-XStrict: Why some binders are not made strict?
Roman Cheplyaka
roma at ro-che.info
Fri Dec 11 06:54:28 UTC 2015
On 12/10/2015 04:34 PM, Johan Tibell wrote:
> I'm snowed under but I promise I will try to reply soon! To think about
> in the mean time: what do existing strict languages with pattern
> matching do?
Well, strict languages do not have lazy data to force to begin with, do they?
Personally, I find the simple intuition of "all patterns are strict by default" rather appealing.

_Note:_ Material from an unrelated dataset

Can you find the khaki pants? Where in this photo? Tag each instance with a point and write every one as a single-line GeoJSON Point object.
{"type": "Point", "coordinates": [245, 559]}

E.g. I wouldn't expect the expressions
let (v1,v2) = a in f v2
and
let (v1,v2) = a; v3 = v2 in f v3
to have different semantics.
If we decide to adopt this semantics, we need to address the meaning of the pattern
~(v1, v2)
under -XStrict. Intuitively, ~ should propagate to the subpatterns. An alternative is to disallow this pattern under -XStrict and require writing all ~s explicitly, which may get tedious:
~(~v1, ~v2)
~(~v1, ~(~v2, ~v3))
etc.
We also need to ensure the consistency between this extension and the unlifted data types proposal [1], given their similarity. Interestingly, I don't see constructor patterns explained there either.